Annalisa Crannell is an American mathematician, and an expert in the mathematics of water waves, chaos theory, and geometric perspective. She is a professor of mathematics at Franklin & Marshall College.

==Education==
Crannell is the daughter of nuclear physicist Hall L. Crannell of the Catholic University of America, and solar physicist Carol Jo Crannell of the NASA Goddard Space Flight Center. As a high school student, her favorite subject was Spanish, and she was indifferent to mathematics.

She entered Bryn Mawr College intending to continue her language studies, but was inspired to change majors to mathematics by professor Mario Martelli, who noted her talent in a calculus class and encouraged her to take a senior-level class in partial differential equations as a freshman.
She graduated in 1986, with magna cum laude honors, and completed her Ph.D. in 1992 from Brown University, with Walter Craig as her doctoral advisor.

==Career==
Crannell joined the faculty of Franklin & Marshall College in 1992.
She was the founding Don of Bonchek College House (formerly South Ben College House), serving as don from 2005 to 2010.

She was section governor of the East Pennsylvania Delaware section of the Mathematical Association of America (2014-2016), and was a member of the executive committee of the Association for Women in Mathematics from 2012 to 2015. She has also chaired the Nominating Committee of the American Mathematical Society (2003–2005).

She has been the associate editor of Mathematics Magazine, published by the Mathematical Association of America (MAA), for over 15 years.

==Contributions==

Crannell's dissertation, The Existence of Many Non-Traveling, Periodic Solutions of the Boussinesq Equation, concerned the Boussinesq approximation for water waves.

She is the author or editor of the following books:
- Starting Our Careers: A Collection of Essays and Advice on Professional Development from the Young Mathematicians' Network (edited with Curtis D. Bennett, American Mathematical Society, 1999)
- Writing Projects for Mathematics Courses: Crushed Clowns, Cars, and Coffee to Go (with Gavin LaRose, Thomas Ratliff, and Elyn Rykken, MAA, 2004)
- Viewpoints: Mathematical Perspective and Fractal Geometry in Art (with Marc Frantz, Princeton University Press, 2011)
- Perspective and Projective Geometry (with Marc Frantz and Fumiko Futamura, Princeton University Press, 2019)

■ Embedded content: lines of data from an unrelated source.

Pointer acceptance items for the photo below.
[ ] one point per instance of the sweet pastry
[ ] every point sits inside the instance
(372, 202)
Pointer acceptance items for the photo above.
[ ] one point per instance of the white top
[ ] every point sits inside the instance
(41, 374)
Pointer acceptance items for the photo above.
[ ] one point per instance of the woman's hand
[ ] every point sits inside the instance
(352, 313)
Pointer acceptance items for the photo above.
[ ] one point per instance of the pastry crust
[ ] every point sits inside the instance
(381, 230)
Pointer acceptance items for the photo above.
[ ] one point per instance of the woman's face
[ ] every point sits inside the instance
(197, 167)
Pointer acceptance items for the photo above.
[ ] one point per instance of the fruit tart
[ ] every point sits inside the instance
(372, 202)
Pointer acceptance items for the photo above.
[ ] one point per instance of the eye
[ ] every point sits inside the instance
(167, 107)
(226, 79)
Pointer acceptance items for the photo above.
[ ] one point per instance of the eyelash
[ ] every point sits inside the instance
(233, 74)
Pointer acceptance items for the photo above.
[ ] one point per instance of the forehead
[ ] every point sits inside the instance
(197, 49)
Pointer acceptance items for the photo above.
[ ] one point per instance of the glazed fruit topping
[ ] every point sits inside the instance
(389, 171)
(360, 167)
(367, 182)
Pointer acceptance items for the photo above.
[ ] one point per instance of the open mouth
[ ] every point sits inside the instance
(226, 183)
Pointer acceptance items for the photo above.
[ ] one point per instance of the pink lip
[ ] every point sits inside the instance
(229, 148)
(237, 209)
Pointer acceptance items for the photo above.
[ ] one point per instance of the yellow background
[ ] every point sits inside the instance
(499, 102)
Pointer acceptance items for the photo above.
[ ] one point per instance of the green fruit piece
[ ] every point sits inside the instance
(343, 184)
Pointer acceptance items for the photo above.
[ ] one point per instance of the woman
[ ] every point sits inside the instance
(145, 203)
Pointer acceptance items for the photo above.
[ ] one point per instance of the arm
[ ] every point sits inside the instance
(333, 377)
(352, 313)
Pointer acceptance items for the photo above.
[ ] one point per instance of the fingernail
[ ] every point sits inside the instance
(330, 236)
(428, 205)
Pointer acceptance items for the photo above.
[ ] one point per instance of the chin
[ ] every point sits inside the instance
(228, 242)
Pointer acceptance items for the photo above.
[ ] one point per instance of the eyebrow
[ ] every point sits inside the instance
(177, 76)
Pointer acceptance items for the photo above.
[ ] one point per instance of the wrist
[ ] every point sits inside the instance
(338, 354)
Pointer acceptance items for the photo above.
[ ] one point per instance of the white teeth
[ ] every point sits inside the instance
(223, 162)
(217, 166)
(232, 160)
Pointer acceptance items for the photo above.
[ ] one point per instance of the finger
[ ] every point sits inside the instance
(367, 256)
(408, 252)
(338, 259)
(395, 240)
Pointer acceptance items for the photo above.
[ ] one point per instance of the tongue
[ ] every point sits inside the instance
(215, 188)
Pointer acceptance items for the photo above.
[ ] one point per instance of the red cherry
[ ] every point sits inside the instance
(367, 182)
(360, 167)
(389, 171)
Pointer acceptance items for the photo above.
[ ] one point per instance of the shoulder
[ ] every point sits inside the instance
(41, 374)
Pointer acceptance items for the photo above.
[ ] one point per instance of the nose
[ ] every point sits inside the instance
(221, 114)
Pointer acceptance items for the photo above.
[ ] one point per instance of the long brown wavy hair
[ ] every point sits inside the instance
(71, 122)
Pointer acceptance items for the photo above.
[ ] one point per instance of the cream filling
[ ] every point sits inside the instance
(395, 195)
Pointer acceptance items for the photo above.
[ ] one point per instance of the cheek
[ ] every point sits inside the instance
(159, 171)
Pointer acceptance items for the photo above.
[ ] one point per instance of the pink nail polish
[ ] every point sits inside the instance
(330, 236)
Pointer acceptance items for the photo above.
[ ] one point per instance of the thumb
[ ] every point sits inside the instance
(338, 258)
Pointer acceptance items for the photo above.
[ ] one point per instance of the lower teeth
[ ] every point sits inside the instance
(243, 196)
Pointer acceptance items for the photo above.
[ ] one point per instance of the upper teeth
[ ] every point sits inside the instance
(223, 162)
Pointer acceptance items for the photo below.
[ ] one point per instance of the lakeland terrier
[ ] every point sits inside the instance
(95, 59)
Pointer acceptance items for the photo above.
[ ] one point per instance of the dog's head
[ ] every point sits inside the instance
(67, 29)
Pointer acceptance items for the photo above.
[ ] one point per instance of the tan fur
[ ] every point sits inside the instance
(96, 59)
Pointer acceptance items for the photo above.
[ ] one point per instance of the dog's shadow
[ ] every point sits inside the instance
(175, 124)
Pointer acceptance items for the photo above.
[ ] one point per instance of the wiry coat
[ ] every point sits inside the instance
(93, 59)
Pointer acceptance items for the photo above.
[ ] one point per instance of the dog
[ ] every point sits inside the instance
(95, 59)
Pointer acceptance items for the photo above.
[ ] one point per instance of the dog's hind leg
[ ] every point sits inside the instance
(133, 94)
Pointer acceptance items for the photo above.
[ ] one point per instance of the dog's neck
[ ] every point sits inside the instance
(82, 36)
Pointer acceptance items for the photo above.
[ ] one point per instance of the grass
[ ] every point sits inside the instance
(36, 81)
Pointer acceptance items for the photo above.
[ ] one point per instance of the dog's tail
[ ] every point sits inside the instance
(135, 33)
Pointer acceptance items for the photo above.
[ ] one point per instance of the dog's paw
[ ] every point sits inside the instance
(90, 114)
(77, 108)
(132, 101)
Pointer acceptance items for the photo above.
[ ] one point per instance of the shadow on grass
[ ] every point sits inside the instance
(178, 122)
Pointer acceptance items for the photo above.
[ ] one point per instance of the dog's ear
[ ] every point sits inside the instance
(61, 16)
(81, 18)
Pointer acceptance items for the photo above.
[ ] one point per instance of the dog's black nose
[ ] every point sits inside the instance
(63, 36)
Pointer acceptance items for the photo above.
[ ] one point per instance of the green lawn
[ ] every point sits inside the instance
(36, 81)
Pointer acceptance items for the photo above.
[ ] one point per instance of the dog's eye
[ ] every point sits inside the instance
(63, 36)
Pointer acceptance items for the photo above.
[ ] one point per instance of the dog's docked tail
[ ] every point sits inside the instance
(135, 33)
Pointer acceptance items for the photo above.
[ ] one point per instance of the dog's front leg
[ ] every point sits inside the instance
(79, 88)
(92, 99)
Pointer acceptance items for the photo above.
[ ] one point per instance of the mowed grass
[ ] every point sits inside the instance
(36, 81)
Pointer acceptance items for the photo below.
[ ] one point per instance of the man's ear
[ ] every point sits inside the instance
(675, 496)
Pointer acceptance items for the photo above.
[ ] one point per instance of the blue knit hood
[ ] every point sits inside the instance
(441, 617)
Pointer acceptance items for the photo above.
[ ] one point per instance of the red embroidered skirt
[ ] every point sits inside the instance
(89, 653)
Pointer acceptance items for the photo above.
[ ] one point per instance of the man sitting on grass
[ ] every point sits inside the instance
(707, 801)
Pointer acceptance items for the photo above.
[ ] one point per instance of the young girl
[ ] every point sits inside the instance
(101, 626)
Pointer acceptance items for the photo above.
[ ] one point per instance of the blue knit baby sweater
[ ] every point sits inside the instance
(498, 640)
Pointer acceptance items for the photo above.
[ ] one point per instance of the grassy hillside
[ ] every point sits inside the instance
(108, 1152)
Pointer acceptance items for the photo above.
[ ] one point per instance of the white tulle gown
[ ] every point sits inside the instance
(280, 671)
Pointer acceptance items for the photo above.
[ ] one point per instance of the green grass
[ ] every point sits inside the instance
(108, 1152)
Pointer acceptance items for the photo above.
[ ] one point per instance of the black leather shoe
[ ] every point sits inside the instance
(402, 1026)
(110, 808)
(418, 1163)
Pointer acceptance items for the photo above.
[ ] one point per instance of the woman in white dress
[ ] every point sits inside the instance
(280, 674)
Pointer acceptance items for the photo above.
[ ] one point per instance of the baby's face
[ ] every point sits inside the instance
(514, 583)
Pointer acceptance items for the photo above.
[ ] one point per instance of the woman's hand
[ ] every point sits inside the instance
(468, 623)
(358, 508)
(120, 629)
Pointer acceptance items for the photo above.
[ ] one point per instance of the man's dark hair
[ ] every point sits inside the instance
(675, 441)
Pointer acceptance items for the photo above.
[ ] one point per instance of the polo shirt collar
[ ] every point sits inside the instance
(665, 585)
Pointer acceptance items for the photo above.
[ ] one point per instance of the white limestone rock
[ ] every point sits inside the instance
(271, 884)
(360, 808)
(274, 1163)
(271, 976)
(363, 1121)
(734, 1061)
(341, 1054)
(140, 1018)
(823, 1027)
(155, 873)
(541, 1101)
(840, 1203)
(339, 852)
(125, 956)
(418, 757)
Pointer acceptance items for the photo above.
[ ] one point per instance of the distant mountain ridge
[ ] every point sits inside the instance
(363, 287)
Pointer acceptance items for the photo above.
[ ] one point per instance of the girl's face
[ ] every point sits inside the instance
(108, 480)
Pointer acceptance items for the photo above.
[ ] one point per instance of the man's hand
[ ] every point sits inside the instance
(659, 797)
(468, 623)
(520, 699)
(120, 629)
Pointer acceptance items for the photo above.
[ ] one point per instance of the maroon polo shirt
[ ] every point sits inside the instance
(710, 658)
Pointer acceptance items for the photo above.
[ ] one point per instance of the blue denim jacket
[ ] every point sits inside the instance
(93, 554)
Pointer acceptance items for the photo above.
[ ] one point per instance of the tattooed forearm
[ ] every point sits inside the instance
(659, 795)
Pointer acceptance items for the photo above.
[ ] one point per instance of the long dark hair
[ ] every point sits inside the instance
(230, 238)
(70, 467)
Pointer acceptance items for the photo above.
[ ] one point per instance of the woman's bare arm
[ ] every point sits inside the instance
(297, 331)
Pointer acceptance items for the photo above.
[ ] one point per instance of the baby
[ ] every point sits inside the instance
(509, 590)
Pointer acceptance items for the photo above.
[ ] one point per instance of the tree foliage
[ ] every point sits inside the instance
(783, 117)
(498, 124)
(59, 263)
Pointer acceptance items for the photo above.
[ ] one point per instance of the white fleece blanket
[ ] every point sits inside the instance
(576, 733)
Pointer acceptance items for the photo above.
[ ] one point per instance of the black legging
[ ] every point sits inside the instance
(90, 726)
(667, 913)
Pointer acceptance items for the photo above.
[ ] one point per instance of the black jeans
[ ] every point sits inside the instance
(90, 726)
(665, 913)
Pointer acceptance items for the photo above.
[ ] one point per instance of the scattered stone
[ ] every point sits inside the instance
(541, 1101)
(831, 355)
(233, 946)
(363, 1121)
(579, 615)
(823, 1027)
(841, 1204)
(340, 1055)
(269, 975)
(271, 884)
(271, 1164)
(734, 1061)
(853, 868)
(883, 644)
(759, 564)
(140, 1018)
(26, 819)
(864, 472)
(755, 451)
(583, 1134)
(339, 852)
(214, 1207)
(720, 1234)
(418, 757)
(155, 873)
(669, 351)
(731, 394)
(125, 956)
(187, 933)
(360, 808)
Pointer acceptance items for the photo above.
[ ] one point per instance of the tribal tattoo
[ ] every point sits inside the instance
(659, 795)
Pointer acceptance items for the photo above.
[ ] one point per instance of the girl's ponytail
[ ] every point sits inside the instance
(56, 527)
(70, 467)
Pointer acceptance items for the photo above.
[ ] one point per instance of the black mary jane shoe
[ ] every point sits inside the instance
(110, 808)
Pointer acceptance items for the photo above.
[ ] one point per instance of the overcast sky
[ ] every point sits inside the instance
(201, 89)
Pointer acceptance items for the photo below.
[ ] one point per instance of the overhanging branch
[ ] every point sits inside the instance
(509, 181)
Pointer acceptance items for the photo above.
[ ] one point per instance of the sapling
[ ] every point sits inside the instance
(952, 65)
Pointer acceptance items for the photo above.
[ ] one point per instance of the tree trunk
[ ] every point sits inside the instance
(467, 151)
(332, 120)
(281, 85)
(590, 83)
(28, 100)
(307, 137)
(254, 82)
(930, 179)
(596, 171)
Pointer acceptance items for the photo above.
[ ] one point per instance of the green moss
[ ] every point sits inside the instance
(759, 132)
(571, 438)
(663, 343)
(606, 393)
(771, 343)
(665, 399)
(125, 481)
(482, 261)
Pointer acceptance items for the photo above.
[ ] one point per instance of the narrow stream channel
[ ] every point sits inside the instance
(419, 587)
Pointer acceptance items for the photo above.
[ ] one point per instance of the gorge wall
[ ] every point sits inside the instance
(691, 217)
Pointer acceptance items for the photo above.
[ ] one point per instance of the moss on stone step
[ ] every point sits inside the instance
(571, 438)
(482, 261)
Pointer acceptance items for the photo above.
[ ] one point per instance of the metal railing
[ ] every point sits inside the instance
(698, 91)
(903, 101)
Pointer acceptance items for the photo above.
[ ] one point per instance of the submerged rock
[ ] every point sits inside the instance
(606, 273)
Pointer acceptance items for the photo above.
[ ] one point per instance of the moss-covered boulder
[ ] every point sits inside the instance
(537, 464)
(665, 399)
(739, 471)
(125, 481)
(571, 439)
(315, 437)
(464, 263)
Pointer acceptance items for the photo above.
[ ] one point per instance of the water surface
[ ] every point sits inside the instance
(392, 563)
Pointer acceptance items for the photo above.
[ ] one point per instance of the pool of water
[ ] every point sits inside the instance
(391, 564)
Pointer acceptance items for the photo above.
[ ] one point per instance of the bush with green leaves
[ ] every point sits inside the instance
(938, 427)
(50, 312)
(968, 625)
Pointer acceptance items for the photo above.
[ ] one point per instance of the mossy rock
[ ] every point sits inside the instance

Her recent research has included studies of perspective in art, such as in the engravings of Albrecht Dürer. One of her techniques for understanding the perspective of artworks is to bring chopsticks to art galleries, which she uses as a convenient tool for finding vanishing points and, from these points, determining the best points to stand when viewing the art.

==Recognition==
Crannell won the Deborah and Franklin Haimo Award for Distinguished College or University Teaching of Mathematics of the Mathematical Association of America in 2008. The award recognizes outstanding mathematics teachers "whose teaching effectiveness has been shown to have had influence beyond their own institutions".

Crannell won the Christian R. And Mary F. Lindback Foundation Award For Distinguished Teaching in 2016.

==Interests==
Crannell ran in her first Ironman Triathlon on August 24, 2014.